An Afternoon in Cambridge
Collin and I weren't far from Cambridge when we were housesitting in the tiny village of Gretton. So we decided to drive down for the day. Luckily the owners of the house lent us their very large Range Rover Discovery to take advantage of the sites nearby.
We booked a city bike tour of Cambridge and I was stoked to get there and see the sites. We arrived in Cambridge a little ahead of schedule and so we walked around a bit to get a feel for the place.
We met our guide, Anthony, and another family at a nearby park. After walking a bit to the bike store we got suited up with bikes and helmets - safety first!
I had not ridden a bike in a very long time but like they say, you never forget. I was given a cute little bike with a basket on the front.
The tour was fantastic. Anthony was an amazing tour guide who grew up in Cambridge, did a bit of traveling, and found himself back in Cambridge to start a family and business.
He knew it all. He actually was an alumnus of Cambridge himself.
We biked near the river where we stopped every so often for him to relay facts and tid bits about the boat houses. Not every Cambridge college (there are 31 in total) have a boat house and those that do have strict rules about them. For example, only those Colleges that have won ten consecutive boat races can have a clock on the facade of their boat house.
The traditions reminded me a bit of Texas A&M but much more British.
Cambridge is a beautiful town with cobbled streets, storied histories and amazing buildings.
The Colleges we biked to were imposing stone structures oozing academia at every corner.
The most beautiful was Trinity College (Chariots of Fire anyone?) where Isaac Newton studied. The family took a piece of the famous apple tree at his home and planted it outside Trinity College as a homage to him. It stands outside his room at Trinity.
Anthony took us around the backside of Kings College Chapel where we were treated to an amazing post card view of the chapel.
Across the street from the entrance of Kings College Chapel is a very unique clock. The golden clock named, Corpus Clock, was conceived and funded by an alumnus of Corpus Christi College, John C. Taylor.

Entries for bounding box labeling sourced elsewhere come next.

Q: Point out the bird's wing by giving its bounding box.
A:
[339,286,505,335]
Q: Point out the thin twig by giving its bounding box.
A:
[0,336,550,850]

The most interesting feature of the clock is the grim looking grasshopper moving on top. Taylor says that the grasshopper is literally eating away time. The grinding sound produced by the moving grasshopper is anything but ordinary as is the eerie sound of a chain dropping into a small wooden coffin hidden behind the clock out of sight. It is a grim reminder of the passage of time.
Cambridge boasts some beautiful canals as well where you can hire a boat to go punting which kind of reminded me of Venetian gondolas. We didn't have time for a punting tour but took some pictures of the beautiful River Cam.
After the tour we were famished and treated ourselves to a delicious meal at a nearby pub.
We took our time winding our way through the streets, stopping at a bustling sweet shop and grabbing a pot of tea with scones and cream before heading home.